Github, Git, Git Extensions, using Git, Git Tips and Tricks, Git for Windows

Git Tutorial #1 - Reset current branch to delete local commits with no data loss, and replace with 1 better remote commit

When you are working on a project thats undergoing changes so rapidly that you have no chance to do milestones or take breaks to put out stable versions, you should still commit LOCALLY (Commit, not Commit&Push) often to back up your work, and have old code to go back to during troubleshooting. Taking the time is annoying so just write as little description as possible to save time. 
Then after you have gotten to a milestone or a stable point, you can throw all those away, and Commit and Push ONE single solid commit with complete description and thought put into it when you have time.
This is best to do with local commits only, otherwise there can be some weird situations.
I mean you can do it, but its bad practice to change the history.
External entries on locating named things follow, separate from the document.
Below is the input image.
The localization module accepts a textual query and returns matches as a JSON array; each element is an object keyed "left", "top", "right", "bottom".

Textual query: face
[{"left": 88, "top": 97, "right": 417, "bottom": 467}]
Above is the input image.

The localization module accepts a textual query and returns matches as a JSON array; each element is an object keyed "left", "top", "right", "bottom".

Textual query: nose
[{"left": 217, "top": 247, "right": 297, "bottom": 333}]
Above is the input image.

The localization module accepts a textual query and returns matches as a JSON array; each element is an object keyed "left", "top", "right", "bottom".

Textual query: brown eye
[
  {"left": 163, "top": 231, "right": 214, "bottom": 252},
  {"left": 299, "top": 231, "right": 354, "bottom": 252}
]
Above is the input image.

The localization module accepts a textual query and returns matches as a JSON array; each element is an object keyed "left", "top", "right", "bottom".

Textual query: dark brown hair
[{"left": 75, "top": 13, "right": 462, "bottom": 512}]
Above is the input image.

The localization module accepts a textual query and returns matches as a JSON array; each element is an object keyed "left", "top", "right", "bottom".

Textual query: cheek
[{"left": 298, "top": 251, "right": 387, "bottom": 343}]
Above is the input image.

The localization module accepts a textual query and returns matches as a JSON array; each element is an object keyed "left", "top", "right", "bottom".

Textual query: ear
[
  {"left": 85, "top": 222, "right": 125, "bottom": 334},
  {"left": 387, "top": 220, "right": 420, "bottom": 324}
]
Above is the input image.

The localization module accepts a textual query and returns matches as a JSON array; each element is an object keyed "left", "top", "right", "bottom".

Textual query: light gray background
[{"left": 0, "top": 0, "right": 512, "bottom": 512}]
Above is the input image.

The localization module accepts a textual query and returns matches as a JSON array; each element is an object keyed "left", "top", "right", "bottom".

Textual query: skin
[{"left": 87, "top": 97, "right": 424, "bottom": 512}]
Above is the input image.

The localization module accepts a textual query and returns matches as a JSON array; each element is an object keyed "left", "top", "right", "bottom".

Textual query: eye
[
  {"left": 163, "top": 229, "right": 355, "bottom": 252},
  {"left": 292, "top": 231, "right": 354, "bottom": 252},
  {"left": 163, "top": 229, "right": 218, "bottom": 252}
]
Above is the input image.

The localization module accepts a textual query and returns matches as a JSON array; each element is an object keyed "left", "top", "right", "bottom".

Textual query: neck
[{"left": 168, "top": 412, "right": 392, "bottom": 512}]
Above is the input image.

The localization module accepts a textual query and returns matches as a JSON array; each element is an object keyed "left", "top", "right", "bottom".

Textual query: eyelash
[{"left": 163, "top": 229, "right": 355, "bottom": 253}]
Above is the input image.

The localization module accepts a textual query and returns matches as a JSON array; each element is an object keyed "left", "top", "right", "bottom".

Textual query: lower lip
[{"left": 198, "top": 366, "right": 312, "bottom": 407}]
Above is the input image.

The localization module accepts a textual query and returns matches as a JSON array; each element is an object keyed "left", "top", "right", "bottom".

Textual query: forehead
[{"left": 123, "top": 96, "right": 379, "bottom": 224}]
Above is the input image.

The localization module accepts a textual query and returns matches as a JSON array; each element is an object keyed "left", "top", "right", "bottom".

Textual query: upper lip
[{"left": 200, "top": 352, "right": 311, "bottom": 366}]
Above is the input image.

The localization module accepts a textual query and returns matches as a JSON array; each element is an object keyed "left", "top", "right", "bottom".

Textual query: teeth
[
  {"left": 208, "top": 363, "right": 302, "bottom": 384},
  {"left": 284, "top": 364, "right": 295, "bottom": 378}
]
Step 1 - Highlight the last commit you want to keep.

Step 2 - Right click on it and choose Reset current branch to here.

Step 3 - This is where you make important decisions. In this tutorial we want to leave our files unchanged, and just delete the commit indexes.

Step 4 - Now it will show the last commit as the past one you picked, and that "New" files can be committed. Still no file data has changed.  At this point you want to the final Commit, and (most likely Push to github too).

Step 5 - You see you've effectively turned all the junk into 1 well formatted commit.

Can the text/descriptions for the old ones can be copied to the new text? No. There is no easy way to aggregate them all like some other git merge commands do. This is why I said dont put that much effort into the temp names. You could copy/paste em manually if it was that important.